- Developer: Sunstorm Interactive
- Publisher: WizardWorks
- Series: Deer Hunter
- Engine: Sunstorm Terrain Engine
- Platform: Windows
- Release: October 1998

= Deer Hunter II: The Hunt Continues =

1998 video game

Deer Hunter II: The Hunt Continues is a 1998 video game from WizardWorks, which was based in Minneapolis, Minnesota. An add-on for the game titled Deer Hunter II: Extended Season was released in May 1999.

==Gameplay==
In Deer Hunter II: The Hunt Continues, the gameplay pivots into a more immersive simulation of the hunting experience. Players can now walk freely through the terrain, aided by a GPS device that replaces the map screen of the original. This GPS not only tracks location and elevation but also helps navigate the twelve new hunting locales, ranging from Pennsylvania to Georgia, each offering seasonal variations like rut, pre-rut, and post-rut conditions. The game introduces a hunter profile system, allowing users to create and track multiple identities, complete with hit ratios, weapon settings, and a personal trophy room.

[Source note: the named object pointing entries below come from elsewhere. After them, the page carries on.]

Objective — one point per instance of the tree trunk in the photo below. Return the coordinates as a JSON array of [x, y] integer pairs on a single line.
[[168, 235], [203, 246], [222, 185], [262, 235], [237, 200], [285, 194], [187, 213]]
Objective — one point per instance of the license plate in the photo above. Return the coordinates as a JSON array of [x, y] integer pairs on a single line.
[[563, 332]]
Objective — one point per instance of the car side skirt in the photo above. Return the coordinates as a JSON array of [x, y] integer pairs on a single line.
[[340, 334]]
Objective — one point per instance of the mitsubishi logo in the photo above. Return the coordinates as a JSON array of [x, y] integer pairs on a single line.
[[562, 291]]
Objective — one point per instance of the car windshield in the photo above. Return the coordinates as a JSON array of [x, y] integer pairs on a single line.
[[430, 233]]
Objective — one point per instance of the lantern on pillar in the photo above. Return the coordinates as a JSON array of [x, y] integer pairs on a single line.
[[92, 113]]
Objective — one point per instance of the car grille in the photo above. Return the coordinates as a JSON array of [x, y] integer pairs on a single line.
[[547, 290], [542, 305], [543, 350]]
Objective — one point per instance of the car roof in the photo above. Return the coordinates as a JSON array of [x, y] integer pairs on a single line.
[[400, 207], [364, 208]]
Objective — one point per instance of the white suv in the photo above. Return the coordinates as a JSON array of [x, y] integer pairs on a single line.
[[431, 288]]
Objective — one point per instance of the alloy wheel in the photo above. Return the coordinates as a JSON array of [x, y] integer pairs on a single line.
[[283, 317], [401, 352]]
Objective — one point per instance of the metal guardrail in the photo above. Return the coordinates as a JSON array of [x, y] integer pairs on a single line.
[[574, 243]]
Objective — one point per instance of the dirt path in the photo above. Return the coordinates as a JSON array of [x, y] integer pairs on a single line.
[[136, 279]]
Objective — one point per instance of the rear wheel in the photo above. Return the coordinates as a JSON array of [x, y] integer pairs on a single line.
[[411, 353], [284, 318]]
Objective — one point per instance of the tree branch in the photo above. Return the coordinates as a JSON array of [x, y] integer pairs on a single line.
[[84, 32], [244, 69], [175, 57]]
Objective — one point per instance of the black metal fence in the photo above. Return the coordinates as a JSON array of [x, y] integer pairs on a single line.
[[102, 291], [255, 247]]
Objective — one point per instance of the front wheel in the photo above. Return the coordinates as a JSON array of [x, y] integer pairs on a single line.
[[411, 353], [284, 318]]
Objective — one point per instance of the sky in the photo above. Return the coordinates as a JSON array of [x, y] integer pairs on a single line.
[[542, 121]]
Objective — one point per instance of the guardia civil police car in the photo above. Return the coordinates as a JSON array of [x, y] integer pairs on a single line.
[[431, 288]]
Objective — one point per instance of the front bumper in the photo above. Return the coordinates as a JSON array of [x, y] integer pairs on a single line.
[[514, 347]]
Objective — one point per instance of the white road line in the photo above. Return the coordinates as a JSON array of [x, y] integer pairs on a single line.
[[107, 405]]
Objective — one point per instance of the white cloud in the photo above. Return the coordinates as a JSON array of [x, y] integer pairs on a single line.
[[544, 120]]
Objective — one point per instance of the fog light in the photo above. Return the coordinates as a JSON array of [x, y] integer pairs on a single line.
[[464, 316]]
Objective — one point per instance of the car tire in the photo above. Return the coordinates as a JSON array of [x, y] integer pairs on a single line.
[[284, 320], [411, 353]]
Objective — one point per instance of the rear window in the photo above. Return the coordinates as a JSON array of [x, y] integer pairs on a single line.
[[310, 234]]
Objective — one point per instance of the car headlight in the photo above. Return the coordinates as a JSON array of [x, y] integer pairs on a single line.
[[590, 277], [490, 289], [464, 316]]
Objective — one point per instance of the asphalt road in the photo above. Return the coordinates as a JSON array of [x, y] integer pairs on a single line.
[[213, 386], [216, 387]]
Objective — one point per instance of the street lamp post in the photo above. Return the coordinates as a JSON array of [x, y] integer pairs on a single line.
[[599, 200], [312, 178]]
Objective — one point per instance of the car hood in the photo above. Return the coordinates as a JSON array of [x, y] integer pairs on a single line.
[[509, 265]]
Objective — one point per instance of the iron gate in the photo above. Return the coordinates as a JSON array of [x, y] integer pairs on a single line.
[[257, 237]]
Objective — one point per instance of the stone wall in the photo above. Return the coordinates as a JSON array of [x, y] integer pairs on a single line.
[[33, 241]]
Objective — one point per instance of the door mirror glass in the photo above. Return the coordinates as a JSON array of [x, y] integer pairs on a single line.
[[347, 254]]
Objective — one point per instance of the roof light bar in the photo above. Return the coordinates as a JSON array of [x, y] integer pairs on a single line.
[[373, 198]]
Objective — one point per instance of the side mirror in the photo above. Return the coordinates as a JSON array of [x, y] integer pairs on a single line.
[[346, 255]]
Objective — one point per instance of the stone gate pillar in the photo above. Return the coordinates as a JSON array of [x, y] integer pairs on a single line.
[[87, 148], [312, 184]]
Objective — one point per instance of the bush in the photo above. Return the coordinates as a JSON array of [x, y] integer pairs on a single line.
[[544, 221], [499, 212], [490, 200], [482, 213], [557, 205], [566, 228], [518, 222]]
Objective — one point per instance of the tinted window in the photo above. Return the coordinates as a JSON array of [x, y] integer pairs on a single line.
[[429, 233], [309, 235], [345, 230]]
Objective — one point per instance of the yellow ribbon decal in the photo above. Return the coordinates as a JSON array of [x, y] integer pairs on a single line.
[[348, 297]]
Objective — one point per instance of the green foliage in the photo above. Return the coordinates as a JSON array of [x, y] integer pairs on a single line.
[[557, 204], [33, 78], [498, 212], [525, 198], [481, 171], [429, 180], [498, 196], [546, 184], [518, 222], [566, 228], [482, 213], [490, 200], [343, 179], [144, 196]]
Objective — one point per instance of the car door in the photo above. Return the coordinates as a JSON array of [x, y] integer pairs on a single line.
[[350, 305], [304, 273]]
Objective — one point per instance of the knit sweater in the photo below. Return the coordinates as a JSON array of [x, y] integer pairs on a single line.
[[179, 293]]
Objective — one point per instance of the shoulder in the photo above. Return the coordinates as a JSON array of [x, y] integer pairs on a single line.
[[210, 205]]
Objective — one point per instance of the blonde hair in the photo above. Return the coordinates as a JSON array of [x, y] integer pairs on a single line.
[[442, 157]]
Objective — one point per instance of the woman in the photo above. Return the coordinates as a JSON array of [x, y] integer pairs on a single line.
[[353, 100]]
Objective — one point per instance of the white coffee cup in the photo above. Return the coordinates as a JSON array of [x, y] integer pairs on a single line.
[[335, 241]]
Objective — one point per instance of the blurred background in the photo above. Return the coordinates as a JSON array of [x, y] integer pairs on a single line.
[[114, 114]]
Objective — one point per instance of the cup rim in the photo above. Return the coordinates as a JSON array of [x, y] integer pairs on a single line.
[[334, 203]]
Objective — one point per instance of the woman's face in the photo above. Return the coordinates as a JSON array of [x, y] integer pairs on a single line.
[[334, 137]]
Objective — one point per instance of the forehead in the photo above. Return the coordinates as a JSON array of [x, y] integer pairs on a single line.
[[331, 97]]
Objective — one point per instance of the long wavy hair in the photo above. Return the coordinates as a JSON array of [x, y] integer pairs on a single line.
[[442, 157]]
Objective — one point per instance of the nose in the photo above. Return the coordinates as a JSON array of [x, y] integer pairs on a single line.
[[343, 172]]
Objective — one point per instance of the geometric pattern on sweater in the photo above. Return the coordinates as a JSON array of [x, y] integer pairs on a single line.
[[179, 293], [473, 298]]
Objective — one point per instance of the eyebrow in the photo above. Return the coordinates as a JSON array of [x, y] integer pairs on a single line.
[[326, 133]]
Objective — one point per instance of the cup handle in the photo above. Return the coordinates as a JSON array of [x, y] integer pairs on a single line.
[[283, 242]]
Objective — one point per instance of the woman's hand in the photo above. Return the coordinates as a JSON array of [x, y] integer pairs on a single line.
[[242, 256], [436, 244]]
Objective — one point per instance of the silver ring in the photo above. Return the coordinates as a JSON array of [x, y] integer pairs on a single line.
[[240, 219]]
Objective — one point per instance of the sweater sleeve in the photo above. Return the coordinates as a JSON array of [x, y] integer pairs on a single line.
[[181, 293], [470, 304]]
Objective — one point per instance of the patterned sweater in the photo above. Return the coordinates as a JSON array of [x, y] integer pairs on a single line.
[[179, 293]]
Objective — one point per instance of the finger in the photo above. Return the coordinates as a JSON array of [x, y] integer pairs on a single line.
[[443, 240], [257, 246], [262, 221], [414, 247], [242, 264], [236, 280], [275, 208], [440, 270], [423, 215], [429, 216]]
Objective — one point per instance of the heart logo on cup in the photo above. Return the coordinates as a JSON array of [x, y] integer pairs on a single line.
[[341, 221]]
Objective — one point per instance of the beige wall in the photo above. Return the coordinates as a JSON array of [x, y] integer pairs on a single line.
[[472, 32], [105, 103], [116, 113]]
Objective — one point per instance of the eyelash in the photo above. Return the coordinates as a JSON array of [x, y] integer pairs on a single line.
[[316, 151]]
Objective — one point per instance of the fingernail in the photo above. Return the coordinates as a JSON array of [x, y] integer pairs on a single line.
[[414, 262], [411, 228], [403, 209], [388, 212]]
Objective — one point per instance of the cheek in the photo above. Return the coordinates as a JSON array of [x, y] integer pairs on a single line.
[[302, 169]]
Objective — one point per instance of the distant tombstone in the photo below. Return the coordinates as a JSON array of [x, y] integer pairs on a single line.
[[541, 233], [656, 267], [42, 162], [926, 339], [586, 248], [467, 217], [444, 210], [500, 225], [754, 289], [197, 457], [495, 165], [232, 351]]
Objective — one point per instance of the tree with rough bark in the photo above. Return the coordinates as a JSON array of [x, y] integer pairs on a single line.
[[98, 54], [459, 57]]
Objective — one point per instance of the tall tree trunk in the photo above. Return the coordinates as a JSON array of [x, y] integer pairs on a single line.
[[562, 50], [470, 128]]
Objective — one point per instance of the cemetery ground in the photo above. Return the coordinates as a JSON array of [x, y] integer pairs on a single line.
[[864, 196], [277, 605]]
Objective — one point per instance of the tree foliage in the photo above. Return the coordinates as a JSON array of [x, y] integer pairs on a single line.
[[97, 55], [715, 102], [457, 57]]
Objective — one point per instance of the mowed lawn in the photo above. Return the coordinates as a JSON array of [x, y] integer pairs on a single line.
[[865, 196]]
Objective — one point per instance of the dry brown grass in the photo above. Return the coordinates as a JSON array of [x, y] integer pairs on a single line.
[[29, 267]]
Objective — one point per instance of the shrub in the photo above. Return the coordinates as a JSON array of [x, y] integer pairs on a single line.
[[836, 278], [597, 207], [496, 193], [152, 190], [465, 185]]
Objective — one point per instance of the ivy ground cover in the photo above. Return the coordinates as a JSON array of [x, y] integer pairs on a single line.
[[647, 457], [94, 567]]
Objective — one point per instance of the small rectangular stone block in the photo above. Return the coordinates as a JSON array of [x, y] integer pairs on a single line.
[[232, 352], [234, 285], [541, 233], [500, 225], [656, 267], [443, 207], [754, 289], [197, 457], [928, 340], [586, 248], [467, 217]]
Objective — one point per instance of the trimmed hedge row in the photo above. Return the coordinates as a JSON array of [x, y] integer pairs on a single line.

Weapon selection features nine options from traditional longbows to scoped revolvers and bolt-action rifles, each requiring manual sighting for accuracy. Inventory tools include attractant scents, decoys, calls, and even a scrape dripper, all designed to mimic real-life hunting tactics. Tracking wounded deer includes visible blood trails, scrapes, and droppings guiding the player. The hunter's stamina also plays a role; sprinting too long results in fatigue, slowing movement.

==Development==
Deer Hunter II was first teased in July 1998. The game was officially announced a month later in August, and was released in October of that year. The title was endorsed by Wildlife Forever, a Minneapolis-based nonprofit organization dedicated to maintaining America's wildlife heritage. A portion of the sales from this game was donated to Wildlife Forever.

==Reception==

The game received average reviews. Computer Gaming World said, "Deer Hunter II is a game that, while it won't appeal to the non-hunting, hard-core gaming crowd, is just right for real-life hunters or anyone who wants a fun diversion between work assignments"

Review scores
| Publication | Score |
|---|---|
| CNET Gamecenter | 7/10 |
| Computer Games Strategy Plus | 3/5 |
| Computer Gaming World | 4/5 |
| Game Informer | 6.75/10 |
| GameSpot | 5.8/10 |
| PC Gamer (US) | 66% |

==Sales==
Globally, Deer Hunter II shipped more than 500,000 units within the first month of its release. More than 800,000 units were shipped worldwide by January 1999. According to PC Data, Deer Hunter II was the best-selling game of November 1998, and it was also the best-selling piece of PC software for that month, even beating out the Windows 98 upgrade. Ultimately, PC Data ranked Deer Hunter II as the fifth best-selling game during 1998 in the US.